7. DEALING WITH YOUR ACCESS REQUIREMENTS

7.1       If you wish to review your confidential information that we hold you must make a formal request in writing to a member of our company.

7.2       When receiving telephone enquiries, we will only disclose Data we hold on our systems if the following conditions are met:

  • We will check the caller’s identity to make sure that information is only given to a person who is entitled to it.
  • We will suggest that the caller put their request in writing if we are not sure about the caller’s identity and where their identity cannot be checked.

7.3   Our employees will refer a request to their line manager [or the Data Protection Compliance Manager] for assistance in difficult situations. Employees will not be bullied into disclosing personal information.

8. DATA RETENTION

8.1       We will only retain your confidential information for as long as our contractual or legal obligations require. Details of these periods are available on request. If this occurs the information retained will be held in a secured folder with access only by authorised personnel.

8.2       In some circumstances we may anonymise your confidential information so that it can no longer be associated with you, in which case we may use such information without further notice to you. Any information we do not require will be securely destroyed.

9. IF YOU FAIL TO PROVIDE THE INFORMATION

If you fail to provide the information requested, we may not be able to perform our contractual obligation with you or we may be prevented from complying with our legal obligations. In such circumstances the contract would have to be terminated.

10. CHANGE OF PURPOSE

10.1        We will only use your confidential information for the purposes for which we collected it, unless we reasonably consider that we need to use it for another legal and compatible purpose. If this occurs, we will notify you and explain the legal basis which allows us to do so.

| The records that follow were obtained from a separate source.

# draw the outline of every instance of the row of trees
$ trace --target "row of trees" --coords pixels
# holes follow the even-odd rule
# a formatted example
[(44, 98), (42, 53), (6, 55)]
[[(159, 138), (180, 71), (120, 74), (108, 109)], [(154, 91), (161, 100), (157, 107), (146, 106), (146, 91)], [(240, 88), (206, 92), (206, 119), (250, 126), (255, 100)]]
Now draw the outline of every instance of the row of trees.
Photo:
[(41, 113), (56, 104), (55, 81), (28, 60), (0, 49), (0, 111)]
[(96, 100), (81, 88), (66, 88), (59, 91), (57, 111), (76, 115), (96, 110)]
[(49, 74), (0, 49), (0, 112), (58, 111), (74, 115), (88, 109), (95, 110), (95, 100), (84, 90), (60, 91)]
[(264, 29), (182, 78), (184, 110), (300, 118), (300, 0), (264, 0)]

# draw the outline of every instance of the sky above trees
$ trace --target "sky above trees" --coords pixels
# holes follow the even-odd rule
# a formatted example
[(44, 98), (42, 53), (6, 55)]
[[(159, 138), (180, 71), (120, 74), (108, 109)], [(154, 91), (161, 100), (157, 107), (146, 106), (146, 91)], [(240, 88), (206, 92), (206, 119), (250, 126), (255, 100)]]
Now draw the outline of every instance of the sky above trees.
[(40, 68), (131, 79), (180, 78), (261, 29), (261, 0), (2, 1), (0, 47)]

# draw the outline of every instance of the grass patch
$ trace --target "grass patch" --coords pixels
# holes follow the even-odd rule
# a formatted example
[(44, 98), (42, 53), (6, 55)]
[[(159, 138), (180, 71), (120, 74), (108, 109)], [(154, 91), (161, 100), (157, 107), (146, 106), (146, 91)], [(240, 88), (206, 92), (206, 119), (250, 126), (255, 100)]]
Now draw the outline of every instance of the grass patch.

10.2        Please note that we only process your confidential information without your knowledge or consent where this is required or permitted by law.

11. CHANGES TO THIS PRIVACY NOTICE

We reserve the right to update this privacy notice at any time, and we will provide you with a new privacy notice when we make any substantial updates. We may also notify you in other ways from time to time about the processing of your confidential information.

If you have any questions about this privacy notice, please contact the Office Manager.